During my four years as Head of Program and Guest Experience for Golden Door Elysia, I have learned so much about people, about myself, about the world. I am so appreciative of those I’ve met, the lessons I’ve learned and how they have helped shape me.

One of the true privileges about holding this very special role, is having the opportunity to come to work every single day and be real – have real conversations with real people about real life.

Talking with our guests about their real lives – from their joyous glories to the depths of their unbridled sadness and everything in between – I embraced lightness and shared smiles often, however, I tried never to shy away from the difficult conversations, because the hard stuff is where we learn big. And if we are willing to sit with the darkness, we eventually remember the light will come and here is where we can find our true grit.

2017, for many of us personally here at Golden Door, has forced our hand – are we in fact willing to sit with our own darkness to make it through to the light?

It seems so clichéd, yet inevitable that with each year that passes, we find ourselves with less than 6 weeks to go until a new one, potentially wishing the year away or wondering how on earth the time went by so quickly and what even happened?
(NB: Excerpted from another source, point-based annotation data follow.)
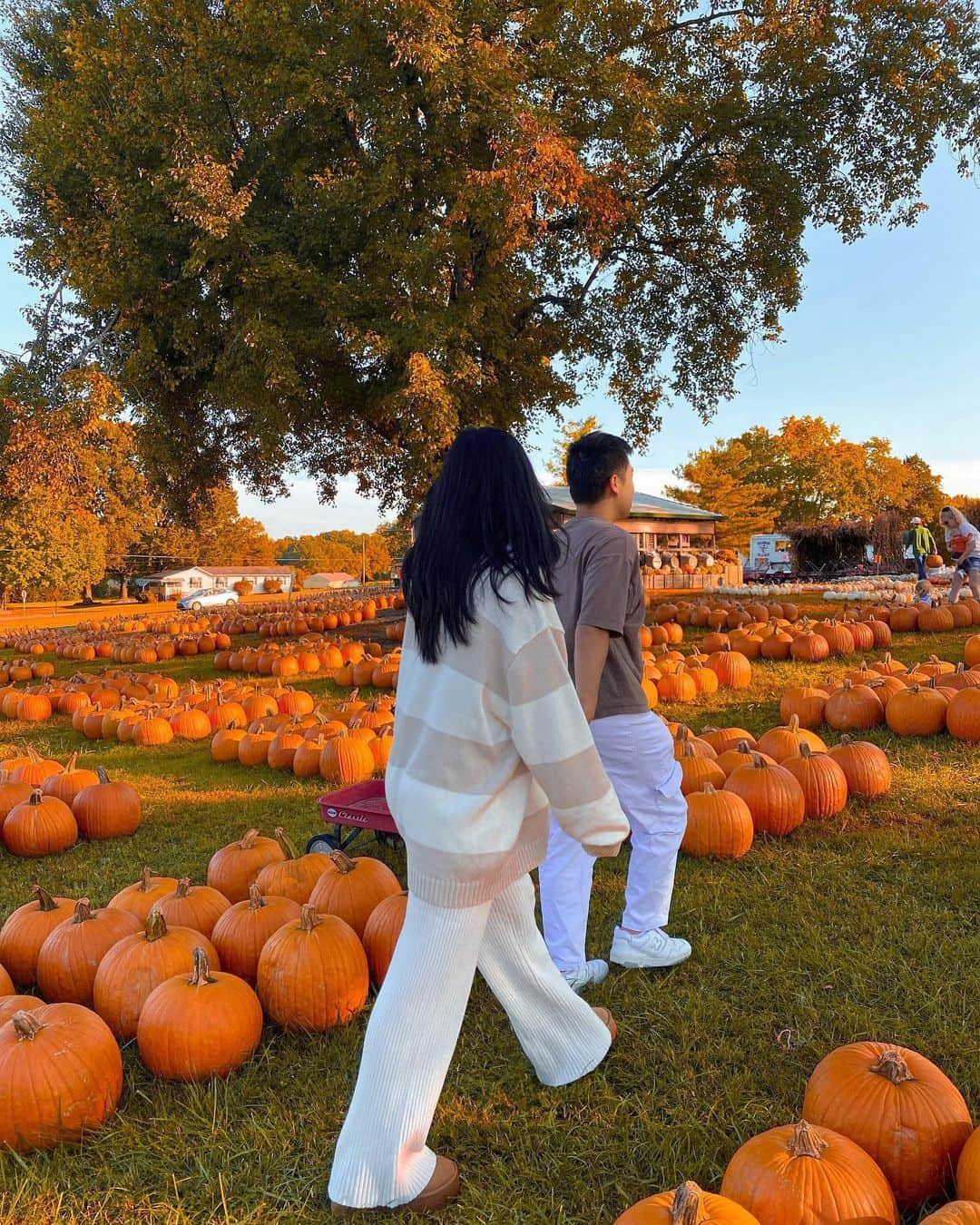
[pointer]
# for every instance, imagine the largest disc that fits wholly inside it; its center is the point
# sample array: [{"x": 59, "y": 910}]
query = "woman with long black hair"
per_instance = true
[{"x": 489, "y": 734}]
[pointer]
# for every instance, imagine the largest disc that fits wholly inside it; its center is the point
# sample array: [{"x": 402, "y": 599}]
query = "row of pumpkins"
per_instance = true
[
  {"x": 916, "y": 700},
  {"x": 738, "y": 787},
  {"x": 884, "y": 1130},
  {"x": 103, "y": 706},
  {"x": 190, "y": 972},
  {"x": 45, "y": 806},
  {"x": 730, "y": 615},
  {"x": 161, "y": 639}
]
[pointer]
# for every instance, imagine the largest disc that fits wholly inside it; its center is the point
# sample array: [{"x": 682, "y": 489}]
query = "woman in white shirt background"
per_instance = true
[
  {"x": 963, "y": 542},
  {"x": 489, "y": 734}
]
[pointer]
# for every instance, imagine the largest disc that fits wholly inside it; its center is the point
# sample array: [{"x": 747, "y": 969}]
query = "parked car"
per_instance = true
[{"x": 207, "y": 598}]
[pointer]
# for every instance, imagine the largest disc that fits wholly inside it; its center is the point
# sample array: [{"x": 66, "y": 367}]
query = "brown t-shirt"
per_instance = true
[{"x": 598, "y": 583}]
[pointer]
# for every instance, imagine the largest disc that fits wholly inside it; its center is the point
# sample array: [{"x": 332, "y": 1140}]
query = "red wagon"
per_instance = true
[{"x": 352, "y": 808}]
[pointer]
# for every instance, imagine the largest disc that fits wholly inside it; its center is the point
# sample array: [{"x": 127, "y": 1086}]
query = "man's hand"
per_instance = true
[{"x": 591, "y": 651}]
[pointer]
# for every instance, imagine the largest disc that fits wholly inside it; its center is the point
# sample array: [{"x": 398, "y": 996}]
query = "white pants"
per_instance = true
[
  {"x": 637, "y": 753},
  {"x": 381, "y": 1157}
]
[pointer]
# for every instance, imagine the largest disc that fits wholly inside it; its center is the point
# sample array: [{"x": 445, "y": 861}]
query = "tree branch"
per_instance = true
[
  {"x": 704, "y": 18},
  {"x": 93, "y": 345},
  {"x": 233, "y": 125}
]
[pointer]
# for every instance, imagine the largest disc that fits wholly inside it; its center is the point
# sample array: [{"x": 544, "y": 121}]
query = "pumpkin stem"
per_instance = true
[
  {"x": 345, "y": 864},
  {"x": 156, "y": 926},
  {"x": 893, "y": 1067},
  {"x": 44, "y": 900},
  {"x": 286, "y": 843},
  {"x": 26, "y": 1025},
  {"x": 201, "y": 975},
  {"x": 806, "y": 1141},
  {"x": 686, "y": 1207}
]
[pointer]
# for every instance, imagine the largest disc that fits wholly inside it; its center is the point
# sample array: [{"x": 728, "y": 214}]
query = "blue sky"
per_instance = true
[{"x": 886, "y": 342}]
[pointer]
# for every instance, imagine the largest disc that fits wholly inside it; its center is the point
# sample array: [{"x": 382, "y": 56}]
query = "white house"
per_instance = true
[
  {"x": 175, "y": 583},
  {"x": 331, "y": 578}
]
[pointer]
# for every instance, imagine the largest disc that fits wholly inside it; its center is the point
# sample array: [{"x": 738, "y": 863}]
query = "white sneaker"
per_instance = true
[
  {"x": 588, "y": 975},
  {"x": 650, "y": 949}
]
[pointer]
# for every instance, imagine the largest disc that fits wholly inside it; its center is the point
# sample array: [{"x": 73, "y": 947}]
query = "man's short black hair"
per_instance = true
[{"x": 592, "y": 461}]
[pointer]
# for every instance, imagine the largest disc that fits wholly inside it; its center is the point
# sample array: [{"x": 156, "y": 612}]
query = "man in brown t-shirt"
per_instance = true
[{"x": 601, "y": 604}]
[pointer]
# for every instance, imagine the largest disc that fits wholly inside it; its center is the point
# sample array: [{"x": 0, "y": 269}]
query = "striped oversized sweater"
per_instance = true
[{"x": 485, "y": 741}]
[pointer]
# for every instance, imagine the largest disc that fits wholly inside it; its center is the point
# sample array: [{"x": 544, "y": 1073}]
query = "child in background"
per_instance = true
[{"x": 923, "y": 594}]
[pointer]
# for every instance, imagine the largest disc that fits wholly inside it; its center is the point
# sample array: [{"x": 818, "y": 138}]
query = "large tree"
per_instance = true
[
  {"x": 329, "y": 235},
  {"x": 74, "y": 494},
  {"x": 802, "y": 473}
]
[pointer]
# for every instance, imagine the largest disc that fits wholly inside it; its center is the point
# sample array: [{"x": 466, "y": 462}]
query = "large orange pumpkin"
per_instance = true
[
  {"x": 201, "y": 1025},
  {"x": 241, "y": 931},
  {"x": 60, "y": 1075},
  {"x": 806, "y": 1173},
  {"x": 231, "y": 868},
  {"x": 686, "y": 1206},
  {"x": 854, "y": 708},
  {"x": 963, "y": 716},
  {"x": 192, "y": 906},
  {"x": 297, "y": 875},
  {"x": 867, "y": 767},
  {"x": 139, "y": 898},
  {"x": 381, "y": 934},
  {"x": 350, "y": 888},
  {"x": 70, "y": 956},
  {"x": 899, "y": 1108},
  {"x": 773, "y": 795},
  {"x": 968, "y": 1169},
  {"x": 822, "y": 780},
  {"x": 806, "y": 702},
  {"x": 718, "y": 825},
  {"x": 312, "y": 974},
  {"x": 786, "y": 741},
  {"x": 107, "y": 810},
  {"x": 39, "y": 826},
  {"x": 137, "y": 965},
  {"x": 958, "y": 1213},
  {"x": 917, "y": 712},
  {"x": 26, "y": 930}
]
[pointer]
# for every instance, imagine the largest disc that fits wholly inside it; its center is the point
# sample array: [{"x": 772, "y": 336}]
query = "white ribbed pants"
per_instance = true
[
  {"x": 381, "y": 1158},
  {"x": 639, "y": 756}
]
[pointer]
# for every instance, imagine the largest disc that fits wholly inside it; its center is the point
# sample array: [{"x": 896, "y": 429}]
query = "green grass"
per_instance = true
[{"x": 867, "y": 926}]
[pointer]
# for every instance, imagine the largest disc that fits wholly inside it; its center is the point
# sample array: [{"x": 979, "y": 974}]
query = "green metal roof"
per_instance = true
[{"x": 646, "y": 506}]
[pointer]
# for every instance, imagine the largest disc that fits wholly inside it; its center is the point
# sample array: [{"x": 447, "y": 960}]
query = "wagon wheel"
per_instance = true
[{"x": 322, "y": 843}]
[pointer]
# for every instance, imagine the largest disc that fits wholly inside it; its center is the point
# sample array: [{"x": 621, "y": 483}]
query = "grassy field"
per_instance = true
[{"x": 867, "y": 926}]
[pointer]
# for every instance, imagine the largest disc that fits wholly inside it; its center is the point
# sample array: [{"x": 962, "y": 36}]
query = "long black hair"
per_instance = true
[{"x": 484, "y": 514}]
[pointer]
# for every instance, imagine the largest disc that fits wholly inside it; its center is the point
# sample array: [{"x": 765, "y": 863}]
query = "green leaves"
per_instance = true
[
  {"x": 328, "y": 237},
  {"x": 800, "y": 475}
]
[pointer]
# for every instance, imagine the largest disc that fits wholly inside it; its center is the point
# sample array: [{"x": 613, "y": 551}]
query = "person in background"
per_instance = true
[
  {"x": 487, "y": 734},
  {"x": 921, "y": 543},
  {"x": 601, "y": 604},
  {"x": 963, "y": 542},
  {"x": 923, "y": 594}
]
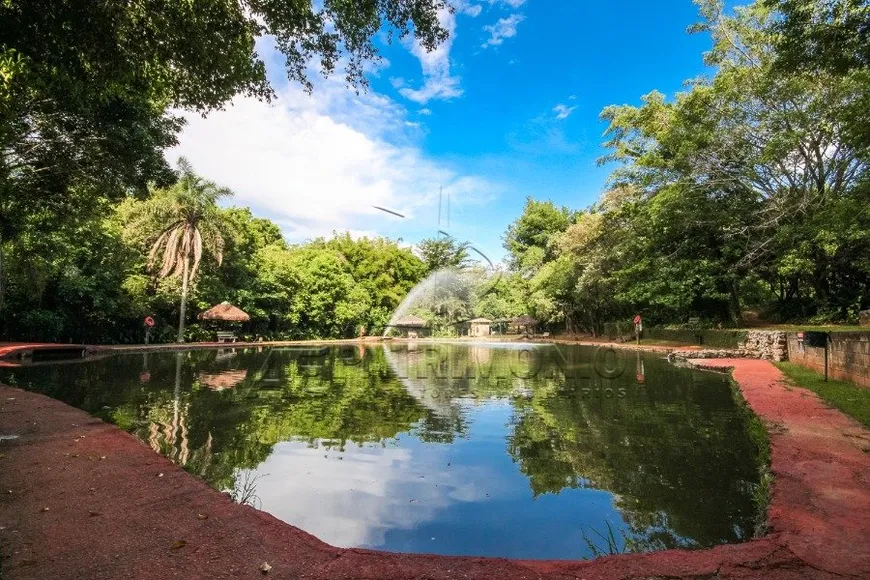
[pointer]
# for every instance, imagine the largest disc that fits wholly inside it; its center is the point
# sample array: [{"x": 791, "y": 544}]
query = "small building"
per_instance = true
[
  {"x": 411, "y": 326},
  {"x": 479, "y": 327},
  {"x": 225, "y": 313}
]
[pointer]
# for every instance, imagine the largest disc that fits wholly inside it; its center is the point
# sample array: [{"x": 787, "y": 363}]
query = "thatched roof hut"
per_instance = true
[
  {"x": 225, "y": 311},
  {"x": 410, "y": 322}
]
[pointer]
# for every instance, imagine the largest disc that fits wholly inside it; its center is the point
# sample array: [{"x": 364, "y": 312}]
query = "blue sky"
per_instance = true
[{"x": 507, "y": 108}]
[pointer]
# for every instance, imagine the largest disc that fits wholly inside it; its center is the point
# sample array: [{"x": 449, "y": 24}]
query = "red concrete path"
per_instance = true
[{"x": 83, "y": 499}]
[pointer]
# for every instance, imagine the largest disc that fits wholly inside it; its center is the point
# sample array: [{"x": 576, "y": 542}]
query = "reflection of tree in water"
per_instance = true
[{"x": 670, "y": 450}]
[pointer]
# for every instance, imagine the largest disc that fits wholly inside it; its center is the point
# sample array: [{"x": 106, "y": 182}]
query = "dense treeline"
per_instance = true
[
  {"x": 96, "y": 279},
  {"x": 749, "y": 190}
]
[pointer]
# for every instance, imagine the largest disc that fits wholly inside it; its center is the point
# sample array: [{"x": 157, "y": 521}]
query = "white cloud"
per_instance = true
[
  {"x": 563, "y": 111},
  {"x": 438, "y": 82},
  {"x": 511, "y": 3},
  {"x": 318, "y": 163},
  {"x": 468, "y": 8},
  {"x": 504, "y": 28}
]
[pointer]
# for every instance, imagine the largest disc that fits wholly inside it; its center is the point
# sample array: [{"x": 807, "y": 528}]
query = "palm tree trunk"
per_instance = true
[{"x": 184, "y": 284}]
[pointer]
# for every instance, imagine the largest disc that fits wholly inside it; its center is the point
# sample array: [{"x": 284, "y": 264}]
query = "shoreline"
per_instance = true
[{"x": 122, "y": 516}]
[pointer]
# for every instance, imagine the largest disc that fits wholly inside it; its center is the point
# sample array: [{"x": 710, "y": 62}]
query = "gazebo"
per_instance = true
[
  {"x": 524, "y": 323},
  {"x": 410, "y": 326},
  {"x": 225, "y": 312},
  {"x": 479, "y": 327}
]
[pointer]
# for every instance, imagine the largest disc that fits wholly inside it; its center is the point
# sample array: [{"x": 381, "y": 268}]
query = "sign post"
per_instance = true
[
  {"x": 638, "y": 327},
  {"x": 149, "y": 324}
]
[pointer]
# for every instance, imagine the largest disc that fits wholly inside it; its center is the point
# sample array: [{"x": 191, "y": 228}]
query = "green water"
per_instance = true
[{"x": 525, "y": 451}]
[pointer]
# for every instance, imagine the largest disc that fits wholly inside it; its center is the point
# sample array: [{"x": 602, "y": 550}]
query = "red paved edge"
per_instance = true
[{"x": 111, "y": 515}]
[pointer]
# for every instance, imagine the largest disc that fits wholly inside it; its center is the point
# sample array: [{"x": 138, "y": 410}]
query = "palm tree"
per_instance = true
[{"x": 189, "y": 222}]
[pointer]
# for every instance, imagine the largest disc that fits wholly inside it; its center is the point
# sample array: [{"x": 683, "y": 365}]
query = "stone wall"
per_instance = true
[
  {"x": 763, "y": 344},
  {"x": 848, "y": 356},
  {"x": 766, "y": 344}
]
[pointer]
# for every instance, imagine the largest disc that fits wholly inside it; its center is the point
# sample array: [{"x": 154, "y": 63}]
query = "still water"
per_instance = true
[{"x": 524, "y": 451}]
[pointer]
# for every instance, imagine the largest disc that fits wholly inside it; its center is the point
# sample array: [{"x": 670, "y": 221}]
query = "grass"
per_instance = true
[
  {"x": 760, "y": 438},
  {"x": 843, "y": 395}
]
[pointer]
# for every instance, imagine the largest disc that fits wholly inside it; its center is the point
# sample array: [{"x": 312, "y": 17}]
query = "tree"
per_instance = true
[
  {"x": 832, "y": 35},
  {"x": 528, "y": 239},
  {"x": 87, "y": 87},
  {"x": 189, "y": 222},
  {"x": 443, "y": 252}
]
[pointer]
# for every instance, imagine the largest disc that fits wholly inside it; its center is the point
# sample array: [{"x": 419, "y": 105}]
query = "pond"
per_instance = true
[{"x": 522, "y": 451}]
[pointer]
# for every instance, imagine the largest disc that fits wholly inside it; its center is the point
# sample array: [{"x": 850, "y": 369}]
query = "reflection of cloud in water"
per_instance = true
[{"x": 355, "y": 500}]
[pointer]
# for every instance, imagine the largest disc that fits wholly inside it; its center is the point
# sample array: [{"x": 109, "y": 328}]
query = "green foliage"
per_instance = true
[
  {"x": 443, "y": 252},
  {"x": 528, "y": 239},
  {"x": 748, "y": 189},
  {"x": 88, "y": 89},
  {"x": 843, "y": 395}
]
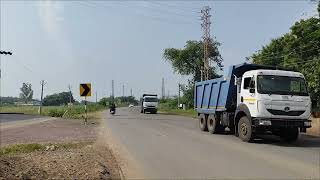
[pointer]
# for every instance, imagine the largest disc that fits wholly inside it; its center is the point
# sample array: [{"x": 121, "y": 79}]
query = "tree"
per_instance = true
[
  {"x": 189, "y": 60},
  {"x": 26, "y": 92},
  {"x": 58, "y": 99},
  {"x": 298, "y": 50}
]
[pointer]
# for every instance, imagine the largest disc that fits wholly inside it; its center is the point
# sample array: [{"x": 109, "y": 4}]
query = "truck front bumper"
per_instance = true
[
  {"x": 262, "y": 125},
  {"x": 302, "y": 123},
  {"x": 150, "y": 109}
]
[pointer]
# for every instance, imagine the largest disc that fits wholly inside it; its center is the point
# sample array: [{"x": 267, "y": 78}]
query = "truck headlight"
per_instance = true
[
  {"x": 264, "y": 122},
  {"x": 307, "y": 123}
]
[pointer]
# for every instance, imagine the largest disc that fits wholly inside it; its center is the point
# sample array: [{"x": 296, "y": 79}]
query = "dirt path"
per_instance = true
[
  {"x": 92, "y": 160},
  {"x": 53, "y": 131}
]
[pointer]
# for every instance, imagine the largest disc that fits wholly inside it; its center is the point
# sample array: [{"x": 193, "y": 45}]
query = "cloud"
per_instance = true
[{"x": 51, "y": 16}]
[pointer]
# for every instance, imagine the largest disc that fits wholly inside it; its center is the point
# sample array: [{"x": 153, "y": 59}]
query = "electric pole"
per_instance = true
[
  {"x": 70, "y": 94},
  {"x": 122, "y": 90},
  {"x": 112, "y": 91},
  {"x": 5, "y": 53},
  {"x": 205, "y": 72},
  {"x": 179, "y": 85},
  {"x": 42, "y": 83},
  {"x": 163, "y": 89}
]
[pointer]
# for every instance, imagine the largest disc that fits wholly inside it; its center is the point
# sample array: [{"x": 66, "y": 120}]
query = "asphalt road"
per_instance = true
[
  {"x": 17, "y": 117},
  {"x": 167, "y": 146}
]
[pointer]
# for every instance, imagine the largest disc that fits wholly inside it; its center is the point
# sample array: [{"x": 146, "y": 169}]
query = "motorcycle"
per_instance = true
[{"x": 113, "y": 111}]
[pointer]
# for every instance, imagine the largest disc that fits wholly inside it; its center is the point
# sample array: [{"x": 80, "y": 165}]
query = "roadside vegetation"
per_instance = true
[
  {"x": 28, "y": 148},
  {"x": 72, "y": 112}
]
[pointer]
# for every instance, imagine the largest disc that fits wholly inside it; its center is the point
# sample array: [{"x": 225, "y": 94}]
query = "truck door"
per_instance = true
[{"x": 248, "y": 93}]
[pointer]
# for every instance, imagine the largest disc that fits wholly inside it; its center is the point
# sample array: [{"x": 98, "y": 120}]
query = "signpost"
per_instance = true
[{"x": 85, "y": 90}]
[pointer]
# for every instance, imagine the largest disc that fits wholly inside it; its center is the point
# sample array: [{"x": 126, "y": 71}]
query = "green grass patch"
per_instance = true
[
  {"x": 171, "y": 111},
  {"x": 72, "y": 112},
  {"x": 28, "y": 148},
  {"x": 20, "y": 148}
]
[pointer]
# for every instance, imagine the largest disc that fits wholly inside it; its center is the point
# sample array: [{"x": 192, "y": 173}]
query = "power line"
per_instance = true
[
  {"x": 159, "y": 19},
  {"x": 181, "y": 8}
]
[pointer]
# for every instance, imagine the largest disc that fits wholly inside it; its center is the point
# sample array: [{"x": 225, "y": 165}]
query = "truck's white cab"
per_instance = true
[
  {"x": 149, "y": 103},
  {"x": 275, "y": 94}
]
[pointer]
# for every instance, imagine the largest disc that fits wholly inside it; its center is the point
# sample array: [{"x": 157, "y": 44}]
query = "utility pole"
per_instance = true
[
  {"x": 112, "y": 91},
  {"x": 163, "y": 92},
  {"x": 179, "y": 85},
  {"x": 205, "y": 73},
  {"x": 122, "y": 90},
  {"x": 5, "y": 53},
  {"x": 42, "y": 83},
  {"x": 70, "y": 94}
]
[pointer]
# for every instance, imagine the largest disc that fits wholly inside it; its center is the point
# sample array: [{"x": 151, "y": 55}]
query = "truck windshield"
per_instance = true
[
  {"x": 284, "y": 85},
  {"x": 147, "y": 99}
]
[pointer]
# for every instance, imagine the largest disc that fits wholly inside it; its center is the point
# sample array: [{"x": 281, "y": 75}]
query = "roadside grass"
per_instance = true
[
  {"x": 28, "y": 148},
  {"x": 72, "y": 112},
  {"x": 315, "y": 129},
  {"x": 188, "y": 113}
]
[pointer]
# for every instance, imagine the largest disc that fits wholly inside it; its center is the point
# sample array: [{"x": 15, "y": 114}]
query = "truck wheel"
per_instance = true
[
  {"x": 289, "y": 134},
  {"x": 213, "y": 125},
  {"x": 203, "y": 122},
  {"x": 245, "y": 129}
]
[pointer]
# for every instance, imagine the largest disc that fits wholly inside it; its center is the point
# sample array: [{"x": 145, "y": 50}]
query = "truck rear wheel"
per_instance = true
[
  {"x": 203, "y": 122},
  {"x": 289, "y": 134},
  {"x": 213, "y": 125},
  {"x": 245, "y": 129}
]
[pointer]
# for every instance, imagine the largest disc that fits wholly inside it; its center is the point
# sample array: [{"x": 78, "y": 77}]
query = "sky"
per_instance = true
[{"x": 73, "y": 42}]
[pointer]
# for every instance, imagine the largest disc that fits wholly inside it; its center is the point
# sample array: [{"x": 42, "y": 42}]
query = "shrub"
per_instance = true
[{"x": 56, "y": 112}]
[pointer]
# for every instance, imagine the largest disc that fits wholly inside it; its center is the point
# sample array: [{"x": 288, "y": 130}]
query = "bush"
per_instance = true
[{"x": 56, "y": 112}]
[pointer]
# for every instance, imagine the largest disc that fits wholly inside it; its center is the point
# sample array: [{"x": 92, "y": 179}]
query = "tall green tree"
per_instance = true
[
  {"x": 189, "y": 60},
  {"x": 26, "y": 92},
  {"x": 58, "y": 99},
  {"x": 298, "y": 50}
]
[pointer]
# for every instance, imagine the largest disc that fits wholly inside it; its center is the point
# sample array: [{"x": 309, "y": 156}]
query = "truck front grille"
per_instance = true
[{"x": 284, "y": 113}]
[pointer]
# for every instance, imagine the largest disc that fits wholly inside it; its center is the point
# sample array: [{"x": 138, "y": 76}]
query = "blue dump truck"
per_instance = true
[{"x": 254, "y": 99}]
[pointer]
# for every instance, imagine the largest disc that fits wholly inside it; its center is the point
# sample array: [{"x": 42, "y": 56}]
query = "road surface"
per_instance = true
[
  {"x": 167, "y": 146},
  {"x": 17, "y": 117}
]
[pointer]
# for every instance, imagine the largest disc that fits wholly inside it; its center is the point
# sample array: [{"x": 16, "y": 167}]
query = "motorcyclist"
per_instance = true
[{"x": 112, "y": 107}]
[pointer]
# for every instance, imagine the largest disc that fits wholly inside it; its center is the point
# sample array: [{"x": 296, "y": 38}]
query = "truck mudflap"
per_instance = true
[{"x": 275, "y": 123}]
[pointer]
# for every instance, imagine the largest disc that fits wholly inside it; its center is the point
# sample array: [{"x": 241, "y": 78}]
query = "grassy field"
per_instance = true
[
  {"x": 73, "y": 112},
  {"x": 28, "y": 148}
]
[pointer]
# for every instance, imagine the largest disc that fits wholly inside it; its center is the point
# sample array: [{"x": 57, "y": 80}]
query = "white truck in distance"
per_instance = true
[{"x": 149, "y": 103}]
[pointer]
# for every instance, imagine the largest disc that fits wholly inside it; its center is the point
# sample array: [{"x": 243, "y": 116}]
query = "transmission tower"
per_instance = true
[{"x": 205, "y": 72}]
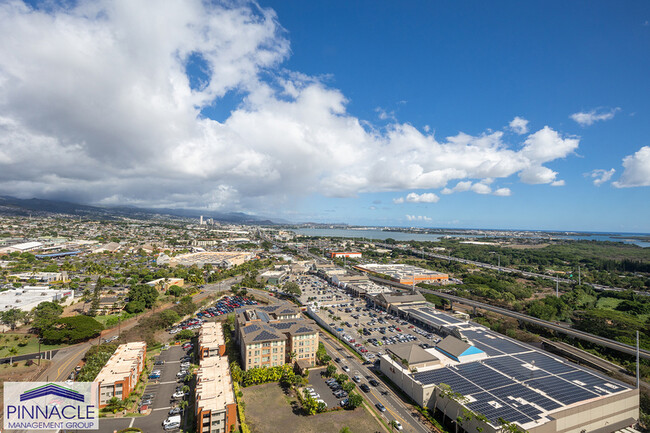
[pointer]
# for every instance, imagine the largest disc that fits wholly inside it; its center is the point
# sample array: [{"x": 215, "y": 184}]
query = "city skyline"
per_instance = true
[{"x": 506, "y": 116}]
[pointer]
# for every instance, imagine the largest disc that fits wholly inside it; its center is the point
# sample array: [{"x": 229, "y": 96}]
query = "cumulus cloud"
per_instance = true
[
  {"x": 96, "y": 105},
  {"x": 519, "y": 125},
  {"x": 601, "y": 176},
  {"x": 636, "y": 169},
  {"x": 586, "y": 118},
  {"x": 418, "y": 218},
  {"x": 427, "y": 197}
]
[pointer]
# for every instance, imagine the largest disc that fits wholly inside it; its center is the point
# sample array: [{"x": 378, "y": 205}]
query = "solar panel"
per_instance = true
[
  {"x": 513, "y": 367},
  {"x": 483, "y": 376},
  {"x": 446, "y": 375},
  {"x": 594, "y": 383},
  {"x": 520, "y": 396},
  {"x": 561, "y": 390},
  {"x": 546, "y": 362},
  {"x": 494, "y": 408}
]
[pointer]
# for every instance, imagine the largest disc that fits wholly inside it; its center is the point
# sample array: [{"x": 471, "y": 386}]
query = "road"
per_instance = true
[
  {"x": 606, "y": 342},
  {"x": 421, "y": 253},
  {"x": 68, "y": 358},
  {"x": 395, "y": 408}
]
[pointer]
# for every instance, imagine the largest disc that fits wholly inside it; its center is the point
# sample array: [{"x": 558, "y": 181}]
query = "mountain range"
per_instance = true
[{"x": 12, "y": 206}]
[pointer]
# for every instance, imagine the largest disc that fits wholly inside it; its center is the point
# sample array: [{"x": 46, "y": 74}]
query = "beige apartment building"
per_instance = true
[
  {"x": 274, "y": 335},
  {"x": 121, "y": 372},
  {"x": 216, "y": 407}
]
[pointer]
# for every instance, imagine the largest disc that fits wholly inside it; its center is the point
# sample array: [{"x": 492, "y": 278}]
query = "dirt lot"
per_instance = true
[{"x": 269, "y": 410}]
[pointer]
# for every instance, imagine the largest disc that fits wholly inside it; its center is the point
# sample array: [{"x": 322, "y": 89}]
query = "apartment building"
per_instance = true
[
  {"x": 121, "y": 372},
  {"x": 216, "y": 407},
  {"x": 211, "y": 341},
  {"x": 273, "y": 335}
]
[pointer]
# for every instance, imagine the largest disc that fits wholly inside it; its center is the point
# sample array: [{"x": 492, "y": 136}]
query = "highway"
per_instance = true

Did I do enough? And so often with that question comes a swift and glaring “NO”. There was not enough time, I didn’t achieve enough. I worked too many hours but didn’t save enough money. I didn’t spend enough time with my family, didn’t love enough. I’m not enough.

This year, let’s count down differently.

I’m deciding right now, not this year. I’m choosing to finish out this year differently. I want to commit to making every day of 2017 count, even if there are only 36 of them left until the New Year – imagine, with a different perspective than “not enough” how you could make every single one of them count?

And from me, this isn’t just lip service or another positive thinking reframe that is often associated with our well-meaning wellness industry. No, this is a matter of dire personal importance.

2017 hasn’t just been a challenging year for me. It has ultimately been the most utterly tragic and yet the most sublimely blessed year of my entire life.

It is the year that I got to give birth to my very first child, our beautiful son, Ashton. Precious, perfect, blessed. It is also the year that, three heartbreaking days later, we had to say goodbye to him. My most tragic goodbye. Who would’ve guessed that lung disease for our child would factor into my 2017? Not me.

So, I sure as anything could simply wish this year away, will it to be over and wallow, waiting for a brighter 2018. But there are 36 whole days until the New Year and I’ve decided that I want to make every single one of them count. Because who knows how many more we have. And because that is the kind of person I want to try and be – a person who is willing to have hope and a person who remembers to choose happiness, despite it not always being easy.